Darryll K. Jones and Harry Germeus


About management contracts, Ellis McGhee Carter, an Arizona nonprofit attorney and apparently no fan, has this to say:

If I could point to one decision my clients almost always end up regretting, its the decision to enter into a comprehensive management contract.  Some management companies prey on nonprofits, taking control over the nonprofit's operations and charging unreasonable fees for services of questionable value.  While there are management companies that provide valuable services and it is possible to construct a fair, arm's length agreement, hallmarks of abusive management contracts include the following;

Lengthy Terms. Longer terms tend to benefit management companies while limiting the flexibility of nonprofits. It is always in the nonprofit’s interest to retain the flexibility to change or terminate management contracts if the relationship isn’t working.

Management Company Dictating Policy and Strategy. A nonprofit’s policies should be set by an independent board and not by a management company. By way of example, the board should establish and define the mission, goals, strategy, budget, operational procedures, financial policies and governance policies.

Services. Management contracts should specifically detail which responsibilities belong to the management company and which belong to the nonprofit. The failure to be specific can result in the nonprofit not getting the full benefit of all the services it is paying for. Management contracts should also clarify when the management company needs the nonprofit’s approval before performing specific services. This is especially important when the management company charges hourly fees, as opposed to a flat monthly service fee.

Personnel. Management contracts that rely on the management company to supply key employees or that includes anti-compete clauses that limit the nonprofit’s hiring to personnel affiliated with the management company tend to serve the interests of the management company while depriving the nonprofit of the opportunity to hire staff of its choosing. Relying too heavily on a management company’s staff can also make it harder to terminate a management company agreement that isn’t working.

Compensation. Compensation paid to the management company must be reasonable as compared to market rates for similar services. If the management company is a disqualified person (insider) with respect to the charity, excessive compensation could be deemed an excess benefit transaction. If the management company is not a disqualified person with respect to the nonprofit, then excessive payments could still result in a private benefit that threatens the nonprofit’s tax-exempt status.

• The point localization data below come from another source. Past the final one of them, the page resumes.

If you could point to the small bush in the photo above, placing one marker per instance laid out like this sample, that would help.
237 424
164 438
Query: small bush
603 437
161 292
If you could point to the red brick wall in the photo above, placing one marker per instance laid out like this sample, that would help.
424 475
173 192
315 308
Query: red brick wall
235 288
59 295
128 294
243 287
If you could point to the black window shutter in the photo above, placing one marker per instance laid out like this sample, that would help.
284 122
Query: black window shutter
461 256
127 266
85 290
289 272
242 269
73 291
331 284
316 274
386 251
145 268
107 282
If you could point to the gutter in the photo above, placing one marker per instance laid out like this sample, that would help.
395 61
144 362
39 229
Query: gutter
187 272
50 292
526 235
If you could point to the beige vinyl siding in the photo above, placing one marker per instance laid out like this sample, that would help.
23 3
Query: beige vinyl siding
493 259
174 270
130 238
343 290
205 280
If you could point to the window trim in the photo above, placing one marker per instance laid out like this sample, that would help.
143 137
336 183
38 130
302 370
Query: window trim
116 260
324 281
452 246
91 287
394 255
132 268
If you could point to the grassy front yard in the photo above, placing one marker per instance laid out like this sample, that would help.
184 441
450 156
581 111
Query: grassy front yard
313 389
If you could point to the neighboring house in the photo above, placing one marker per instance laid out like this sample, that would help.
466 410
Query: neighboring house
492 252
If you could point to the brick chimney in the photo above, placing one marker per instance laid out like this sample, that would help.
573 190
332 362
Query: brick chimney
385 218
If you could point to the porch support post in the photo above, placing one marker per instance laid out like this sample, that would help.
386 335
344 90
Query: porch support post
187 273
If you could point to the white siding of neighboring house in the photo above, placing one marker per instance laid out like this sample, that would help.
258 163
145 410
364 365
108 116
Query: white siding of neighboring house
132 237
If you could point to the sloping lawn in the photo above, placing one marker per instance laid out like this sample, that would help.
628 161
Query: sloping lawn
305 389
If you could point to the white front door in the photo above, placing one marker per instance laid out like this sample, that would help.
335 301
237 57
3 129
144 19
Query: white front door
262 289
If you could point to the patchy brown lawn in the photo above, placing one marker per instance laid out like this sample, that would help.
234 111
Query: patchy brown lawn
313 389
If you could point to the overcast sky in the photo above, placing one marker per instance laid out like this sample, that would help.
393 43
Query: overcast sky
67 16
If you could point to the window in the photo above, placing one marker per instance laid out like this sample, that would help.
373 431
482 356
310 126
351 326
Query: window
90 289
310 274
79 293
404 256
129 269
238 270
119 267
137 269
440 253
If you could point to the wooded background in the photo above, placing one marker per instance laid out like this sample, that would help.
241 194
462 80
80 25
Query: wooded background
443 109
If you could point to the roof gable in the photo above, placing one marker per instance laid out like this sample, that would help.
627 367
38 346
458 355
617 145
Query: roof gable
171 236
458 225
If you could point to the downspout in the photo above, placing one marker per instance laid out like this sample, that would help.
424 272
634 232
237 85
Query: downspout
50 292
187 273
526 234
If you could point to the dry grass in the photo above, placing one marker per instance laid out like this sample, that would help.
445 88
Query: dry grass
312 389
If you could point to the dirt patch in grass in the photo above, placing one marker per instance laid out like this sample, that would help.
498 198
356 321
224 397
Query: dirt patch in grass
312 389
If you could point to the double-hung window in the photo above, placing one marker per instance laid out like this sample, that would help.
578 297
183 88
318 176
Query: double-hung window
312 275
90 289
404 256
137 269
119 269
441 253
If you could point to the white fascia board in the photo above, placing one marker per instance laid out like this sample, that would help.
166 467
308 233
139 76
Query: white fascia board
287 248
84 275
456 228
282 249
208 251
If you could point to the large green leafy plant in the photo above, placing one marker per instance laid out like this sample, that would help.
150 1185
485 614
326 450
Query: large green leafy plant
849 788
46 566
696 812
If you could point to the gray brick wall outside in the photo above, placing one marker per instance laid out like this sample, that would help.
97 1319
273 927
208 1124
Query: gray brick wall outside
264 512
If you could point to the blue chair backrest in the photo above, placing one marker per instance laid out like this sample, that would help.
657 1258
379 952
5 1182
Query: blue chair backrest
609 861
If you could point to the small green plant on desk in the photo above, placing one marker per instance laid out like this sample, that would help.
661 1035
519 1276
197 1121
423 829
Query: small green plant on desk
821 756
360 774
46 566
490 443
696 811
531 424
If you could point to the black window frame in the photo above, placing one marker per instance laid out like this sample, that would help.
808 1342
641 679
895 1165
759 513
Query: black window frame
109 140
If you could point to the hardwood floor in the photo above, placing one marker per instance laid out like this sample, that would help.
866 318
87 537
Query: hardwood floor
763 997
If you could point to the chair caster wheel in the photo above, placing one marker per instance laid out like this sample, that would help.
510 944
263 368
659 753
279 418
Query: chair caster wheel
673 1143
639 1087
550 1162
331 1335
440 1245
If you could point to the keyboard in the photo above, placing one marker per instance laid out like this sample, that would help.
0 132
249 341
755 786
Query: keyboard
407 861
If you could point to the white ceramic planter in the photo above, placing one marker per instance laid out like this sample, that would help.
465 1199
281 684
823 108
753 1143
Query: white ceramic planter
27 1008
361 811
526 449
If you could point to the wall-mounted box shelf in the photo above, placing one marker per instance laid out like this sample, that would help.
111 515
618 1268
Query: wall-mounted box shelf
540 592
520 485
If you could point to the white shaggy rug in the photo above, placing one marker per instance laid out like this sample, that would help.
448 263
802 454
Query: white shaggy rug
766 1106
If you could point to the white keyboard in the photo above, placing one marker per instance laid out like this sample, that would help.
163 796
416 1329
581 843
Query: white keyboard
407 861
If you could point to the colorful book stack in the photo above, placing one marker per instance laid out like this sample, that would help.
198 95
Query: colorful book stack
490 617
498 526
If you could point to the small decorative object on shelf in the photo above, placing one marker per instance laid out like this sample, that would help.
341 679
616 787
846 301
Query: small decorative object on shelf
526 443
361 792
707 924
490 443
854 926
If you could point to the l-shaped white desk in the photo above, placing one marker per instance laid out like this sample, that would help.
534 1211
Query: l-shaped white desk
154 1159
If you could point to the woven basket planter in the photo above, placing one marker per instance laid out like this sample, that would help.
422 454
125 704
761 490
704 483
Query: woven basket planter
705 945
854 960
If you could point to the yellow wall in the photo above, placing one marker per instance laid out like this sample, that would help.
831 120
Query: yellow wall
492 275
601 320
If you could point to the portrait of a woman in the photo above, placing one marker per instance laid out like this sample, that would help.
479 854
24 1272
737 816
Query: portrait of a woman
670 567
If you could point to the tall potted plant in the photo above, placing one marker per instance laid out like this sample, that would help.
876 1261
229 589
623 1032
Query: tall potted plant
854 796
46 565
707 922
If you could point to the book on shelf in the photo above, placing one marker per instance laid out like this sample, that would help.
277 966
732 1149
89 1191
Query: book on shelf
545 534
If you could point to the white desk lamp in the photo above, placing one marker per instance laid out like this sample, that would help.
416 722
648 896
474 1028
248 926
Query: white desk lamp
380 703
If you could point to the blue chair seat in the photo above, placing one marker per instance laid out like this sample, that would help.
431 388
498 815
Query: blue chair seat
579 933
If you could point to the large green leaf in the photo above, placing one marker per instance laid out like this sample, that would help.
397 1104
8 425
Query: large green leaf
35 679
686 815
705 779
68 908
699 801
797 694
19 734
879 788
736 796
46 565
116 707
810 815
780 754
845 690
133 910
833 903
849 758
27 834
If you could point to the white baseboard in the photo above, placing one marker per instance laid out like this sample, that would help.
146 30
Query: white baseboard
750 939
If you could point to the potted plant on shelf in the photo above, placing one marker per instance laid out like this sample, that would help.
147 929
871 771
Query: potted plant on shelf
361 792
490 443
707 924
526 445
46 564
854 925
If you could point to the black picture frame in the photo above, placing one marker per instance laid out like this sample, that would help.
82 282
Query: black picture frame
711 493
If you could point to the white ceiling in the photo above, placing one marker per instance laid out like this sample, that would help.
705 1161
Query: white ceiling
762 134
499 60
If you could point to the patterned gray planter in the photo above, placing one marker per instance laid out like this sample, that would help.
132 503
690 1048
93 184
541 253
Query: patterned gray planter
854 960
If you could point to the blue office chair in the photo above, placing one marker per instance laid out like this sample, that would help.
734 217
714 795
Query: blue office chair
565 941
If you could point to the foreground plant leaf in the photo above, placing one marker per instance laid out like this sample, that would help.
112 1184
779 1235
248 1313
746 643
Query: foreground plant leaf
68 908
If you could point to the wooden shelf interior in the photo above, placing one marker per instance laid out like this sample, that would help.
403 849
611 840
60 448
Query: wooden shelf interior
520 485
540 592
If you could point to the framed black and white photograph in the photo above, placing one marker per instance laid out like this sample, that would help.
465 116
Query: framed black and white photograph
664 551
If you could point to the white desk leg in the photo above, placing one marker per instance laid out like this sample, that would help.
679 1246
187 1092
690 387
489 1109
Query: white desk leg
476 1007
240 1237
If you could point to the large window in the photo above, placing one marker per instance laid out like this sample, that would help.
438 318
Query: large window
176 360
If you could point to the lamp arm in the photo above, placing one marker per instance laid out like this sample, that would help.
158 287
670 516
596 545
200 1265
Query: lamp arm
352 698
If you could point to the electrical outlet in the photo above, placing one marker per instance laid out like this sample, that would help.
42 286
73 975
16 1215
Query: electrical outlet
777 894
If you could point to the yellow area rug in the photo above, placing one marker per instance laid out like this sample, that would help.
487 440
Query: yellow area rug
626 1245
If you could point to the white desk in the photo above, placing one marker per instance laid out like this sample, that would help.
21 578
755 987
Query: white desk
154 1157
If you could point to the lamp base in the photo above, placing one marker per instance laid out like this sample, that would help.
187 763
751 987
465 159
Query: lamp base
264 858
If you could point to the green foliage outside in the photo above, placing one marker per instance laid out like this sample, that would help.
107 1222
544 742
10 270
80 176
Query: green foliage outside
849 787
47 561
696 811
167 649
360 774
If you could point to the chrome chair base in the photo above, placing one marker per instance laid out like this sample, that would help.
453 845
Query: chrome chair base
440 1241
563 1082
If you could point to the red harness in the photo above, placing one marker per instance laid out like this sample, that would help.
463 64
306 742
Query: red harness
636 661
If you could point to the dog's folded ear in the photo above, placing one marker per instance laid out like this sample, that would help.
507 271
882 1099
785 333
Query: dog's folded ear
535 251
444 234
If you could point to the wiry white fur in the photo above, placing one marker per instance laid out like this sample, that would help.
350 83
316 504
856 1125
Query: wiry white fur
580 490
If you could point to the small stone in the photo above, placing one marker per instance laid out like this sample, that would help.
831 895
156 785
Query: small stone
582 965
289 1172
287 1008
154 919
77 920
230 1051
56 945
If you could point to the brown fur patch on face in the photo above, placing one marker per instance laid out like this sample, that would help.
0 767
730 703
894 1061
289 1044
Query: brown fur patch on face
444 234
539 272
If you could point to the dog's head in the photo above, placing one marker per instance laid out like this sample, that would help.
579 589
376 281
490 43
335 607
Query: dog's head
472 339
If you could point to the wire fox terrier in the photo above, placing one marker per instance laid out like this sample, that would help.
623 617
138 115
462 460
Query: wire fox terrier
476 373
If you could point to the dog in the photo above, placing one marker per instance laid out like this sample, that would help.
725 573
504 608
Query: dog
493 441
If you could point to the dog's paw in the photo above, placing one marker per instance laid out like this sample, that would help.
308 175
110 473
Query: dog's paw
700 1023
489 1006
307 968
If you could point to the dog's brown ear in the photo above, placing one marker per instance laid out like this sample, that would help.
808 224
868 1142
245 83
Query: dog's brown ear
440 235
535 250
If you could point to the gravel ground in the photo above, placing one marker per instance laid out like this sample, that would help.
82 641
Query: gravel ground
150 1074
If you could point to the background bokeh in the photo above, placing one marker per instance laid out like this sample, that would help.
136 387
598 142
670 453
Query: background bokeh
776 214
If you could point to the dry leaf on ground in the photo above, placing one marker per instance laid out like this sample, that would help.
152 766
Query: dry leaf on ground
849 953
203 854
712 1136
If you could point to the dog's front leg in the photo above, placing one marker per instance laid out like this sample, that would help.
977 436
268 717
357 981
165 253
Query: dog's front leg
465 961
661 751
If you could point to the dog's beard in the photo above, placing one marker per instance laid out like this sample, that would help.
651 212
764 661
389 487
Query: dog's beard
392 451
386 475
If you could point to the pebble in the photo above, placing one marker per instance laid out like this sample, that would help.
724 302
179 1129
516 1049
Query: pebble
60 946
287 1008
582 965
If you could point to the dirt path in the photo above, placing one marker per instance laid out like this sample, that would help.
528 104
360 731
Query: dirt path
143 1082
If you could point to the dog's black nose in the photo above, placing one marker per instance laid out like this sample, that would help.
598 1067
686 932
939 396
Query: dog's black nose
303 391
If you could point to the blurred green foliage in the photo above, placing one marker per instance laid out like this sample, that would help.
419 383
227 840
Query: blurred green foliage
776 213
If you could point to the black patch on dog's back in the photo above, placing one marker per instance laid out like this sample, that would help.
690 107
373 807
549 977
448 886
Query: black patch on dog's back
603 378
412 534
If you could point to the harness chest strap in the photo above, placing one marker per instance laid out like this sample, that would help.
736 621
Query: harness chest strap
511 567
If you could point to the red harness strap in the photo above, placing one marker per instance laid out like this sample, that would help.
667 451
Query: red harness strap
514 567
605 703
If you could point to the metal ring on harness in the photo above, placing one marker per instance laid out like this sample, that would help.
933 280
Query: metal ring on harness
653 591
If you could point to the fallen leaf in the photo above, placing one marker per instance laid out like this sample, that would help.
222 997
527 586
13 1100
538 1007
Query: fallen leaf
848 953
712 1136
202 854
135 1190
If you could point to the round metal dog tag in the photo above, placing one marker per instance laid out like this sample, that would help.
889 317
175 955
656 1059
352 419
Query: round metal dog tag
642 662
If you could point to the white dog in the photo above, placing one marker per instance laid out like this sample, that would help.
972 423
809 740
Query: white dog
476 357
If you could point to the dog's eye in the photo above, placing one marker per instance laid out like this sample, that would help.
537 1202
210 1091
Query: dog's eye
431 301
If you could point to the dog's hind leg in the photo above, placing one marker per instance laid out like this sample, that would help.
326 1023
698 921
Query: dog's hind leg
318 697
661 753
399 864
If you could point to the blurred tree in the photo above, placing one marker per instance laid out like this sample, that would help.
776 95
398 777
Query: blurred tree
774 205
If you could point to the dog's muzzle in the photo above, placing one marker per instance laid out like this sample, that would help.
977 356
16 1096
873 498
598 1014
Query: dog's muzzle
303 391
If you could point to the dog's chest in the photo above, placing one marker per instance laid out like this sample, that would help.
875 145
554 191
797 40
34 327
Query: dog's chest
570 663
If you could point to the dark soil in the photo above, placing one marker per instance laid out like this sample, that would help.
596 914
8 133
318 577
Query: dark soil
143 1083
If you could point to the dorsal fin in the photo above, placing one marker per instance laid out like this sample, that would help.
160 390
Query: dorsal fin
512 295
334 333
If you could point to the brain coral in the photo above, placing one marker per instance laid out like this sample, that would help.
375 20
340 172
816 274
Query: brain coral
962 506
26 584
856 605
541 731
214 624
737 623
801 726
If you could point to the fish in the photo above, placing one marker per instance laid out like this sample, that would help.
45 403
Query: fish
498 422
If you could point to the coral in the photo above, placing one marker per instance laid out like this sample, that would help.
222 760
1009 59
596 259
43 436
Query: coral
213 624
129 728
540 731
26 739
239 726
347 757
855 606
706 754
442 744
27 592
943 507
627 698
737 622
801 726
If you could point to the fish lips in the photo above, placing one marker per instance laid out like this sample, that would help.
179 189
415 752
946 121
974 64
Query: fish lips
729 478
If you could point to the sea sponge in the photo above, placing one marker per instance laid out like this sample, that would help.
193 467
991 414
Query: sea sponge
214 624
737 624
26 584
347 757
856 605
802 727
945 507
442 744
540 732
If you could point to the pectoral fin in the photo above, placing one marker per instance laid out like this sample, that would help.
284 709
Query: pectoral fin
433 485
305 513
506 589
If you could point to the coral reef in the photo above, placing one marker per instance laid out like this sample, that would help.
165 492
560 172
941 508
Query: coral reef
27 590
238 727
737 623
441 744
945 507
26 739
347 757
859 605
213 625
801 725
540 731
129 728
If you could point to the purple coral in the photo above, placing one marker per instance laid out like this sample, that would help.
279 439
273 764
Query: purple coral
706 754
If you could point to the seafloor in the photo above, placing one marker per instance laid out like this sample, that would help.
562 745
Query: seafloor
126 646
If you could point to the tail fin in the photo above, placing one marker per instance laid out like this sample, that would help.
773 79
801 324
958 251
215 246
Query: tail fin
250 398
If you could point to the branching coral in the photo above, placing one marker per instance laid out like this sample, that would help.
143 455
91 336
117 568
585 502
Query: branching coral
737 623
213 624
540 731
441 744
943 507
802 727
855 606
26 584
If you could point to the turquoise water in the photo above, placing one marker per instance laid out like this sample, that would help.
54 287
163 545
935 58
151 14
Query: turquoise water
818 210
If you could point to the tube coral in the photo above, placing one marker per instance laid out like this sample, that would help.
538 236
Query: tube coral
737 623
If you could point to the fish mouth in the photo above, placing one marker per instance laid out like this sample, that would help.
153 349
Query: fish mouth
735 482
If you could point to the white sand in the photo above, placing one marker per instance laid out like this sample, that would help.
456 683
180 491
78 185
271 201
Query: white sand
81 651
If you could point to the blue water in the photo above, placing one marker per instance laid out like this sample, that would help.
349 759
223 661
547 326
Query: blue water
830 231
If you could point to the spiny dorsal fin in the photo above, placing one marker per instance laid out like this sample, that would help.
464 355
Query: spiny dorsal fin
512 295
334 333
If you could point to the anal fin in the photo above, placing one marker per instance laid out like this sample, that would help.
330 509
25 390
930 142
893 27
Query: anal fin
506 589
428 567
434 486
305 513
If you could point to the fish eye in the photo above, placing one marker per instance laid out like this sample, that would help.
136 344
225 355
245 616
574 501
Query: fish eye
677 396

Termination. Termination and default provisions should not unreasonably restrict the nonprofit’s option to terminate the contract. The ability to end the relationship is key to maintaining a healthy vendor/vendee relationship.

Access to Data. Permitting a management company to unilaterally control financial data, vendor information, donor information, program data, or to control websites and social media accounts can be disastrous in the event the nonprofit and the management company part ways. Ideally, both the nonprofit and the management company should be able to access company information and data.

Ownership of Intellectual Property. Licensing a name, trademark or other brand related intellectual property from a management company favors the management company and can leave the nonprofit without any goodwill of its own once the agreement is terminated. Also, management company agreements should specify that intellectual property created as part of the management company’s duties for the nonprofit are work made for hire that belongs to the nonprofit so the nonprofit can continue using such intellectual property after the agreement is terminated.